Nach einigen Minuten schüttelte sie diese Lähmung ab und atmete tief durch. Was hatte sie gesehen? Was war geschehen? Sie verstand es einfach nicht. Sie ging auf die andere Seite der Tür, die nach wie vor nur eine Tür war und der gegenüber liegenden Seite bis aufs Haar glich. Diesmal öffnete sie die Tür von dieser Seite und wieder wurde die Luft schwer und vibrierte fast unmerklich und wieder strömte ihr dieser kühle Luftzug entgegen, als sie die Tür einen Spalt geöffnet hatte. Sie war jetzt bereits darauf gefaßt und doch bebte ihr Körper vor ungläubigem Staunen, als sie die Tür ganz öffnete und wieder in diesen dunklen, schier endlosen Gang starrte. Und doch war etwas anders. Sie benötigte einige Augenblicke, um es zu erfassen, doch dann bemerkte sie, daß der Gang von dieser Seite der Tür offenbar ansteigend war. Sonst war der Boden des Ganges genauso wie der andere aus fester Erde mit einer feinen Sandschicht bedeckt und das Gewölbe aus Steinblöcken geformt. Sie schloß die Tür wieder und versuchte sich zu konzentrieren. War das alles nur ein Traum? Es entzog sich ihrem Verständnis. Sie ging ein paar Schritte durch das Gras der Lichtung und überlegte, ob man wohl in diesen Gang hineingehen konnte. Aber nein. Es mußte sich um eine Sinnestäuschung handeln. Vermutlich würde sie einfach auf die andere Seite der Tür treten, wenn sie versuchen würde in den Gang hinein zu gehen. Sie beschloß es zu versuchen. Doch welchen Gang sollte sie nehmen? Würde es einen Unterschied machen, wenn sie den aufsteigenden oder den abfallenden Gang nehmen würde? Sie entschied sich spontan für den abschüssigen und ging mutigen Schrittes auf die Seite der Tür, von der aus sie zuerst die Klinke berührt hatte. Die Veränderung der Umgebung nahm sie jetzt kaum noch wahr, als sie die Tür ein drittes Mal öffnete und tatsächlich fand sie denselben abschüssigen Gang vor, wie beim ersten Mal. Langsam setzte sie einen Fuß auf den Boden des Ganges. Der Sand knirschte unter ihren Schuhen. Zu ihrem Erstaunen löste sich der Gang nicht auf und sie stand nicht auf der anderen Seite der Tür, sondern sie konnte tatsächlich hineingehen, Schritt um Schritt, Meter für Meter.

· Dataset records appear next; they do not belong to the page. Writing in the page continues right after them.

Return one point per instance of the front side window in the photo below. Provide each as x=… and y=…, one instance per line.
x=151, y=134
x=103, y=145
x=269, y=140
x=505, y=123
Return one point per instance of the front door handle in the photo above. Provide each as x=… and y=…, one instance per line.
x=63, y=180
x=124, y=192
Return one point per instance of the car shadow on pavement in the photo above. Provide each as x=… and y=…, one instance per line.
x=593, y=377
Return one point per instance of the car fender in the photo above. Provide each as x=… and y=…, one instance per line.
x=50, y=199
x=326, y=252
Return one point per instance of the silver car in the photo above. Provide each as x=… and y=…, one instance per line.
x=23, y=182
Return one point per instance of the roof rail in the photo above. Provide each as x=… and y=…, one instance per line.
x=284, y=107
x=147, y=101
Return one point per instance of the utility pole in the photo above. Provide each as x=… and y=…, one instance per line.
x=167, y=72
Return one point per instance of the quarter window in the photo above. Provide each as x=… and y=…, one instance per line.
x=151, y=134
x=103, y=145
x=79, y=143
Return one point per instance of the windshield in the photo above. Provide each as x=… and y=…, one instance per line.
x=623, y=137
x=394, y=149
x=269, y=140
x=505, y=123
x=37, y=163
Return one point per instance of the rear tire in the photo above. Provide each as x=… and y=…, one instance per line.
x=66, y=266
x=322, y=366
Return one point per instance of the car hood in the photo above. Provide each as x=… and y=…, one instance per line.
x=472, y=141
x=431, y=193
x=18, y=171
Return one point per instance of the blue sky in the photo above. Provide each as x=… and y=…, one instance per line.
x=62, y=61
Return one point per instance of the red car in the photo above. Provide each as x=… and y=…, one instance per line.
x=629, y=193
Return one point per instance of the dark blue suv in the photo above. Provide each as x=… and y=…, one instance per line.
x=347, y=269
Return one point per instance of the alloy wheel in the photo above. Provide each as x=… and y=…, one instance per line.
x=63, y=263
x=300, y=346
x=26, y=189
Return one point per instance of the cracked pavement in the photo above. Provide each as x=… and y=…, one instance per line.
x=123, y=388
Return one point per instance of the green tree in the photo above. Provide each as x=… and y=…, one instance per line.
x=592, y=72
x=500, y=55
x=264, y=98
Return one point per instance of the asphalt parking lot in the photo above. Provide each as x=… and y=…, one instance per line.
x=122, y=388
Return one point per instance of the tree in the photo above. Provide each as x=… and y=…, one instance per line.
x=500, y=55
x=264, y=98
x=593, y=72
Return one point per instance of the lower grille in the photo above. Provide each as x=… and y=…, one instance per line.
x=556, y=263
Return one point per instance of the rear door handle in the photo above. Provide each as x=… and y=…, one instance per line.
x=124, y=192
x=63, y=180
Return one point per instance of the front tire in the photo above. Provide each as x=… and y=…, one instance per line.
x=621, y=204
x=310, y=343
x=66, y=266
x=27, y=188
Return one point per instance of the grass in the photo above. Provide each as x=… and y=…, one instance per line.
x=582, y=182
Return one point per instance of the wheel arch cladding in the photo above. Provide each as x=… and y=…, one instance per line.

Die Luft war kühl und feucht. Nach einigen Schritten konnte sie kaum noch die steinerne Wand erkennen, als würde das Licht des Tages schnell verschluckt. Dann fühlte sie mehr als sie hörte, das leise knarren der Tür und als sie mit einem Klicken ins Schloß viel, packte sie fast die Panik denn sie stand nun inmitten dieses unwirklichen Gewölbes in stockdunkler Nacht und wußte plötzlich nicht mehr in welche Richtung sie sich eigentlich bewegen konnte. Nach einigen Augenblicken hatte sie sich an das Dunkel gewöhnt und bemerkte, daß es nicht vollkommen finster um sie herum war. Der Gang schien von einem diffusen, grauen Licht durchströmt zu werden, das ihr die Möglichkeit verschaffte, sich wieder zu orientieren. Sie blickte sich um und erkannte einige Meter hinter sich die Tür, durch deren Schlüsselloch Licht von außen drang. Vor ihr ging der Gang immer weiter geradeaus ohne sein Ende zu offenbaren und zog sie geradezu magisch an und schien ihr zu sagen, sie solle ihm folgen.

Und sie folgte ihm. Zuerst unsicheren Schrittes, zögernd, jederzeit ein Hinderniß erwartend. Aber der Weg war gerade und führte gleichmäßig in die Tiefe. Von Zeit zu Zeit berührte sie mit den Händen die Wände, gleichsam ein Gefühl des Alleinseins wegwischend. Die Groben Steine waren glatt und ein wenig feucht von der kühlen Luft. Sie ging weiter und weiter, tiefer und tiefer und konnte lange Zeit kein Ende des Weges entdecken. Einige Male erwog sie umzukehren, doch sie spürte eine unbändige Neugier in sich und fühlte, daß dieser Gang sie womöglich weiter bringen konnte, als sie es sich auch nur vorstellen konnte. Hinter ihr wartete nur die Vergangenheit und ein Leben, von dem sie nicht wußte, ob es eine Zukunft hatte.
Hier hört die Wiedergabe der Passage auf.